Authors Radchenko GD, Mushtenko LO, Sirenko YM

Received 24 January 2018

Accepted for publication 23 July 2018

Published 11 October 2018 Volume 2018:14 Pages 265—278

DOI https://doi.org/10.2147/VHRM.S163608

Checked for plagiarism Yes

Review by Single-blind

Peer reviewers approved by Dr Andrew Yee

Peer reviewer comments 4

Editor who approved publication: Professor Daniel Duprez


Ganna D Radchenko, Liliya O Mushtenko, Yuriy M Sirenko

State Institute “National Scientific Center “Institute of Cardiology named after acad.M.Strazhesko” of Ukrainian National Academy of Medical Science, Kyiv, Ukraine

Background: The EPHES trial (Evaluation of influence of fixed dose combination Perindopril/amlodipine on target organ damage in patients with arterial HypErtension with or without iSchemic heart disease) compared the dynamics of target organ damage (TOD) in hypertensive patients with and without ischemic heart disease (IHD) treated with the fixed-dose combination (FDC) perindopril + amlodipine.
Methods: The analysis included 60 hypertensive patients (aged >30 years): 30 without IHD and 30 with IHD. At randomization, FDC was administered at a daily baseline dose of 5/5 mg with uptitration to 10/10 mg every two weeks.
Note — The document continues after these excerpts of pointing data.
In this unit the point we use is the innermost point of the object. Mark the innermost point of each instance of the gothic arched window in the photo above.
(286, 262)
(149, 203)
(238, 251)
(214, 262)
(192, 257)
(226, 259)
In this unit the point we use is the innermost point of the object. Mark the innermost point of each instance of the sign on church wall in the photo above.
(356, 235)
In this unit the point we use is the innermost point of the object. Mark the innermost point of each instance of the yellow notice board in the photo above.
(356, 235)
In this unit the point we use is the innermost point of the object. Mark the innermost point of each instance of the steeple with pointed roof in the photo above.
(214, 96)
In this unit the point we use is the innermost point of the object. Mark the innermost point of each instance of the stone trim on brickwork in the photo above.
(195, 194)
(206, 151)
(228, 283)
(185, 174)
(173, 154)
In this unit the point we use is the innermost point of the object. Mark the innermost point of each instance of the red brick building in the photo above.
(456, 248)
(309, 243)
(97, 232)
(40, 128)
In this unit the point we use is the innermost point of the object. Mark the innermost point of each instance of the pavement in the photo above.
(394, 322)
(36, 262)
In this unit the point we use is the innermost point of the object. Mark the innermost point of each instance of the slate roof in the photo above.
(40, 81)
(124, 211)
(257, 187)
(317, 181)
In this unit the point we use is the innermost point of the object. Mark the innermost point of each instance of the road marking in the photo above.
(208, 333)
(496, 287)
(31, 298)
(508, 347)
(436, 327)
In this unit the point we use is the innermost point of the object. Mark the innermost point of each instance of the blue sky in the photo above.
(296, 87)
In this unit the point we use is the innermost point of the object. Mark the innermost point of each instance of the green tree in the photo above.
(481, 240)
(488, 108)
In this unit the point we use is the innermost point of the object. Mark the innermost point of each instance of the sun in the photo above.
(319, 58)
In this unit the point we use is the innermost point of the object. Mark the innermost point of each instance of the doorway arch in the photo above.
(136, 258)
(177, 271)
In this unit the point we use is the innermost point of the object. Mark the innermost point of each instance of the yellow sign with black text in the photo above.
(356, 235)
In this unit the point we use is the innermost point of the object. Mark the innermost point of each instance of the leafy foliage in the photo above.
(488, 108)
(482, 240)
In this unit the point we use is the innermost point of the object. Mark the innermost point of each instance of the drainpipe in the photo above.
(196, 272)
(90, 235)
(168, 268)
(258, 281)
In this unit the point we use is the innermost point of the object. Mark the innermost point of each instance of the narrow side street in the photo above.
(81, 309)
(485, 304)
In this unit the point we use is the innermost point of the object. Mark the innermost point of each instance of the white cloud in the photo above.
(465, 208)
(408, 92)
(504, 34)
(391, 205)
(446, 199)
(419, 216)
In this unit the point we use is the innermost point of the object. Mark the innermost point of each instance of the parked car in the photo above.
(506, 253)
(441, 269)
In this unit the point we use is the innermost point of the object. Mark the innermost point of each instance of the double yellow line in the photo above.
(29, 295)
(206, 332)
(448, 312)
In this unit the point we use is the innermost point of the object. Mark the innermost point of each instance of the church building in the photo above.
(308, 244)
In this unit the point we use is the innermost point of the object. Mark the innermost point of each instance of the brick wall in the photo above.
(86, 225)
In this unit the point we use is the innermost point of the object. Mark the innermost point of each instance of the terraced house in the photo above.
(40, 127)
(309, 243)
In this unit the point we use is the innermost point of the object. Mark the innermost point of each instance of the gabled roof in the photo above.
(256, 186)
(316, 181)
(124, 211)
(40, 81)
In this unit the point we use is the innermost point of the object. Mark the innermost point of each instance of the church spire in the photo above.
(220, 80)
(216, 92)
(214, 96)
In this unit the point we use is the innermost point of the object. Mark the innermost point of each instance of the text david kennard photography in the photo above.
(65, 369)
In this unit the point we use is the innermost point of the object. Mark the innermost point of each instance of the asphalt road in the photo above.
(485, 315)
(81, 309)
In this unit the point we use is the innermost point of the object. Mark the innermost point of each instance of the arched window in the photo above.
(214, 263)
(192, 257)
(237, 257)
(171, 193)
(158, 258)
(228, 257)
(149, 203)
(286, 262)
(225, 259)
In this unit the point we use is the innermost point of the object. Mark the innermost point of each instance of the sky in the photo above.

If target blood pressure (BP<140/90 mmHg) was not achieved after six weeks, indapamide 1.5 mg was added to the regimen. All patients underwent body mass index measurements, office and ambulatory BP measurements, pulse wave velocity (PWVe) and central systolic BP evaluation, augmentation index adjusted to heart rate 75 (Aix@75) evaluation, biochemical analysis, ECG, echocardiography with Doppler, ankle-brachial index measurement, and intima-media thickness measurement. The follow-up period was 12 months.
Results: Therapy based on FDC perindopril/amlodipine was effective in lowering BP (office, ambulatory, central) in both groups. We noted significant decrease in Aix@75 with the therapy in both groups, but ΔAix@75 was lesser in the group with IHD than the group without IHD. FDC provided significant improvement in PWVe and left ventricular diastolic function, and decrease in albuminuria, left ventricular hypertrophy (LVH), and left atrium size. ΔPWVe was significantly (P<0.005) less in patients without IHD than those with IHD (2.5±0.2 vs 4.4±0.5 m/s, respectively). In spite of almost equal LVH regression, the positive dynamics of ΔE/A and ΔE/E´ were more in patients with IHD than those without IHD (64.4% and 54.1% vs 39.8 and 23.2%, respectively; P<0.05 for both comparisons). Adverse reactions were in 2 (6.5%) patients without IHD and 3 (10%) with IHD (P=NS). In the group with IHD, we noted significant decrease in angina episode rate – from 2.5±0.4 to 1.2±0.2 (P<0.01) per week.
Conclusion: Thus, treatment based on FDC was effective in decreasing BP and TOD regression in both patients with and without IHD. However, the dynamics of changes in TOD were different between the two groups, which should be taken into consideration during management of patients with and without IHD.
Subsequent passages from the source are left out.